Tech assessment reports: - Per-technology summaries with citation statistics - Cross-technology comparison tables - Gap analysis (areas with sparse literature coverage) - SME interview integration — structured templates for capturing expert input alongside automated lit search results

New capabilities: - litseer report <tech-folder> — generate quad chart + assessment - litseer report --format pptx|pdf|typst - Typst template system for customizable report layouts - SME input YAML format for structured expert annotations

v0.6 — Run Diffing and Coverage Analysis¶

Compare searches at different dates to track how the literature evolves.

Run diffing: - litseer diff output/run-2026-01/ output/run-2026-03/ — show new papers, removed papers, citation count changes - Keyword impact analysis — show how changing search terms affects coverage - Timeline visualization of literature growth per technology area

Coverage analysis: - Identify under-researched subtopics within a technology area - Detect citation clusters and isolated papers - Map technology maturity by publication volume and recency trends

v1.0 — Interactive Graph Dashboard¶

Portable, browser-based visualization for exploring the citation graph.

Technology: - Rust compiled to WASM for performance - 3D force-directed graph layout (WebGPU or WebGL) - Serves from litseer dashboard as a local web server

Capabilities: - Interactive 3D citation graph with zoom, pan, filter - Visual YAML config builder — drag to define search clusters, see coverage update in real time - Run diff visualization — overlay two runs, highlight new/changed nodes - Technology area coloring and clustering - Click-through to paper details, DOI links, local PDF viewer - Export graph views as images for reports

Architecture Notes¶

Design Principles¶

Deterministic: Same inputs produce same outputs. No randomness, no LLM-dependent features baked in.
Verifiable: Every claim traces to a specific paper, DOI, and source. Structured output enables automated and human verification.
LLM-ready: All output formats (JSON, graph export, structured markdown) are designed for LLM consumption without requiring LLM integration.
Incremental: The citation graph and cache accumulate value over time. Each run adds to the knowledge base.
Portable: No cloud dependencies. Everything runs locally. Graph and cache are SQLite files that can be backed up or shared.

Graph vs Cache¶

	Response Cache	Citation Graph
Database	`~/.cache/litseer/responses.db`	`~/.cache/litseer/graph.db`
Lifespan	Ephemeral (7-day TTL)	Permanent (grows over time)
Content	Raw API JSON	Normalized paper metadata + edges
Purpose	Reduce API calls	Enable local citation walking

Privacy¶

The citation graph is strictly local. No graph data is sent to any API. The optional reference resolution (--resolve-refs) sends only raw reference text to CrossRef, which is already public data from published papers.

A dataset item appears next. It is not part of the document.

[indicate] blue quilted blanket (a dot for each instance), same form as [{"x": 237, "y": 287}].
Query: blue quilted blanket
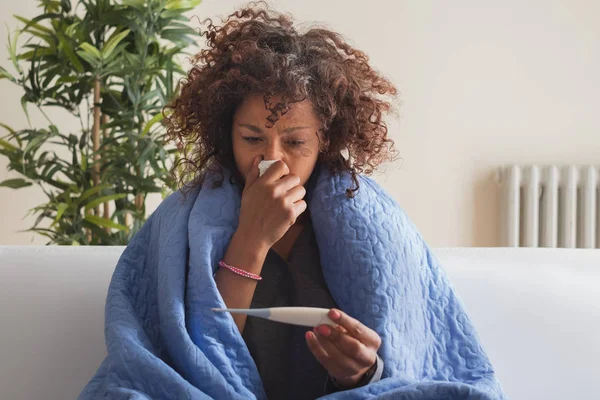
[{"x": 164, "y": 342}]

Structured Output for LLM Consumption¶

Graph export produces machine-readable JSON:

{
  "papers": [{"doi": "10.xxx", "title": "...", "year": 2023}],
  "edges": [{"citing_doi": "10.xxx", "cited_doi": "10.yyy"}],
  "stats": {"paper_count": 150, "edge_count": 420}
}

This can be fed to an external LLM for analysis (centrality, gap detection, cluster identification) without any built-in LLM dependency.